Wichtige Impulse für den Goldpreis kommen immer stärker aus China.

In dieser Woche ging ein mit physischem Gold hinterlegter Fonds, der in der chinesischen Landeswährung gehandelt wird, an die Börse in Hongkong. Marktbeobachter berichten von einer zunächst schwachen Nachfrage.

Der US-Dollar ist nicht mehr die einzige Währung, in der Gold an den Börsen gehandelt wird. Die Chinesen forcieren Zug um Zug Gold-Transaktionen in der eigenen Handelswährung. Ein am Dienstag erstmals an der Börse in Hongkong in Yuan gehandelter Gold-ETF (Fonds mit physischer Gold-Deckung) fand jedoch keinen sehr regen Zuspruch, wie englische Nachrichtendienste melden.

Ein Analyst erklärt die Zurückhaltung chinesischer Investoren gegenüber Fox Business News damit, dass das Anlageprodukt vielen noch nicht vertraut sei und es Zeit brauche, bis man in China die Vorteile dieses Investments erkenne, in dem Gold, der Yuan und ETF-Eigenschaften kombiniert seien.

Hintergrund: ETFs (Exchange Traded Funds) sind Wertpapiere, die frei an der Börse gehandelt werden.
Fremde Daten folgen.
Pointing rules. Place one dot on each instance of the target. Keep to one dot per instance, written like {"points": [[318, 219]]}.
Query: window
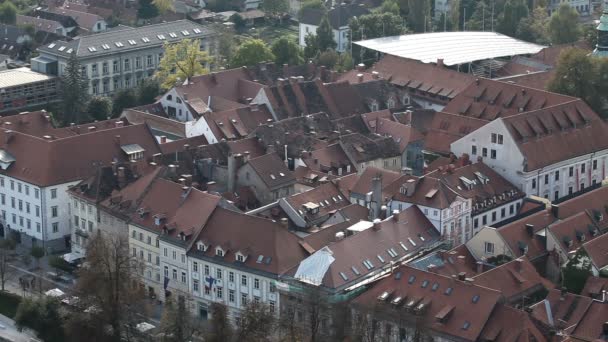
{"points": [[489, 248]]}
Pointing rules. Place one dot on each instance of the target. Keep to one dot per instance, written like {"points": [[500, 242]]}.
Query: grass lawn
{"points": [[8, 304]]}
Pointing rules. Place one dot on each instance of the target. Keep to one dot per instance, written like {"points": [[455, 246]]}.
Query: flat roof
{"points": [[20, 76], [453, 47]]}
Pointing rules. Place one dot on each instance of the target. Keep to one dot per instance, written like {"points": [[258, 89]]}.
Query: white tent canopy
{"points": [[453, 47]]}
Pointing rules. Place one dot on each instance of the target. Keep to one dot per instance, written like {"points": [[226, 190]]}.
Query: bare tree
{"points": [[6, 271], [177, 323], [109, 285], [219, 329], [257, 323]]}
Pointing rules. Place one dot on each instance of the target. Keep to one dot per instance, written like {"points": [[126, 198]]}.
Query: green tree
{"points": [[146, 9], [7, 246], [250, 53], [311, 46], [514, 11], [533, 28], [275, 8], [37, 253], [419, 16], [220, 329], [325, 35], [163, 6], [286, 51], [576, 75], [390, 6], [8, 13], [74, 95], [312, 5], [124, 98], [564, 26], [181, 61], [99, 108], [369, 26], [41, 315], [147, 91]]}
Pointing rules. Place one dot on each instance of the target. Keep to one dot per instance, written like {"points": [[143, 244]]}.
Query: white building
{"points": [[121, 59], [550, 152], [36, 173]]}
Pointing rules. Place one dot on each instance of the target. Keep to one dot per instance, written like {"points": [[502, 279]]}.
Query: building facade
{"points": [[121, 59]]}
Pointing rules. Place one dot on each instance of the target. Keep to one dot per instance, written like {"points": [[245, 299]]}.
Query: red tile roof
{"points": [[597, 249], [573, 126], [461, 312], [489, 99], [447, 128], [514, 279], [257, 238], [44, 161]]}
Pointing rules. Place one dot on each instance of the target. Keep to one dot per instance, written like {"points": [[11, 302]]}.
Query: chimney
{"points": [[530, 229], [518, 263], [235, 161], [122, 177], [555, 210]]}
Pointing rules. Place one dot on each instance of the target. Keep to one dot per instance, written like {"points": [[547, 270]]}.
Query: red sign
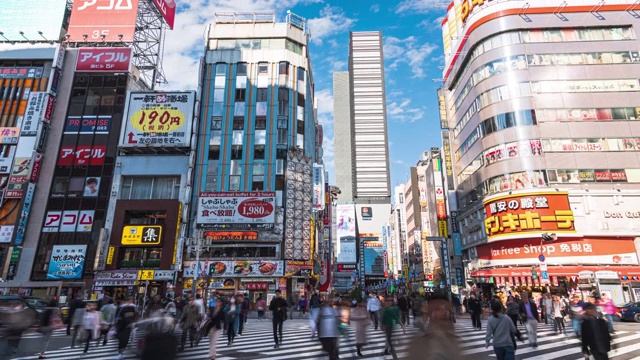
{"points": [[168, 10], [257, 286], [104, 59], [82, 155], [102, 21]]}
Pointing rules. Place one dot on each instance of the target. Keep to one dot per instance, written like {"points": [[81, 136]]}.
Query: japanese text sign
{"points": [[236, 208], [535, 213], [157, 119], [102, 21], [104, 59]]}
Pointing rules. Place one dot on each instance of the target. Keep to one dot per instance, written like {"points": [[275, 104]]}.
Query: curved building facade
{"points": [[542, 104]]}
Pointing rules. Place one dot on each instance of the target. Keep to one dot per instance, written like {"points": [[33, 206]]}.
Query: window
{"points": [[148, 187]]}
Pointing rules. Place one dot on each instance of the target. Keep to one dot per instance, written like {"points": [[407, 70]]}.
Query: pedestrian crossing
{"points": [[626, 344]]}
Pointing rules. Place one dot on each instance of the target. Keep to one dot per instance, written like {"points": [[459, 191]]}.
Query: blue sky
{"points": [[412, 51]]}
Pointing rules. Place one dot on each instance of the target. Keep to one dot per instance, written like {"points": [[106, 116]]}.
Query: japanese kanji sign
{"points": [[102, 21], [104, 59], [156, 119], [534, 213]]}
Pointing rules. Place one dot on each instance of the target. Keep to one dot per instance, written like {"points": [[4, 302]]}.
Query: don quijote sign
{"points": [[236, 209]]}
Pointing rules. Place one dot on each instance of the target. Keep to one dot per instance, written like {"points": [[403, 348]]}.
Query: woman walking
{"points": [[217, 317], [502, 330]]}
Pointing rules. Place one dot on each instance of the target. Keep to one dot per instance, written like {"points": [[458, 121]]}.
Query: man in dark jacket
{"points": [[530, 317], [596, 340]]}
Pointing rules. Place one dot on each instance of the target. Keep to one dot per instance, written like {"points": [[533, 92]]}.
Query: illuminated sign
{"points": [[142, 235], [529, 213], [31, 20], [231, 235], [102, 21]]}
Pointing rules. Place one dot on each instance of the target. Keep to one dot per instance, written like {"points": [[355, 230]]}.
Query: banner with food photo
{"points": [[246, 268]]}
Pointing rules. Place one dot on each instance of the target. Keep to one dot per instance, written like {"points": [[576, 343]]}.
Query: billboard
{"points": [[564, 251], [103, 59], [236, 209], [528, 213], [158, 119], [167, 9], [102, 21], [31, 20], [67, 262]]}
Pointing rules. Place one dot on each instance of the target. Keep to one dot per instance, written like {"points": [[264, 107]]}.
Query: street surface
{"points": [[257, 343]]}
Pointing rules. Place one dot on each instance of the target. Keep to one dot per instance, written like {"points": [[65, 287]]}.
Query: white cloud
{"points": [[420, 6], [408, 51], [332, 21]]}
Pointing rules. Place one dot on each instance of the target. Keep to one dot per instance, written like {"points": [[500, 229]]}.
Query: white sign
{"points": [[159, 119], [318, 187], [237, 208]]}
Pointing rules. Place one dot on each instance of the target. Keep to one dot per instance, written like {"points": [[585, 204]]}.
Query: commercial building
{"points": [[542, 104], [256, 150]]}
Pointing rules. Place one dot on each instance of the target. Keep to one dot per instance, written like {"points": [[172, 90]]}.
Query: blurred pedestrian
{"points": [[596, 339], [501, 329]]}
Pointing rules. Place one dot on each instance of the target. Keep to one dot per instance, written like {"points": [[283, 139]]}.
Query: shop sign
{"points": [[142, 235], [298, 268], [520, 214], [231, 209]]}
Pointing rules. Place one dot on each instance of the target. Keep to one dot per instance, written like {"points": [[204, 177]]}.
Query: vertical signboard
{"points": [[102, 21]]}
Jeder Anteilsschein eines solchen Fonds soll nach Vorschrift mit einer festgelegten Menge des Basiswertes physisch gedeckt sein. Der Kurs des ETFs bildet in der Regel den Kurs des Basiswertes ab. Viele Großinvestoren kaufen Gold-ETF-Anteile mit dem Ziel, in phyisches Gold zu investieren, ohne sich mit der Logistik (Beschaffung, Lagerung, Versicherung) beschäftigen zu müssen. Der weltweit größte Gold-ETF ist der SPDR Gold Trust. Laut den Angaben auf der Internetseite des Anbieters lagert der Fonds rund 1.280 Tonnen Gold für seine Anleger ein (Stand: Februar 2012).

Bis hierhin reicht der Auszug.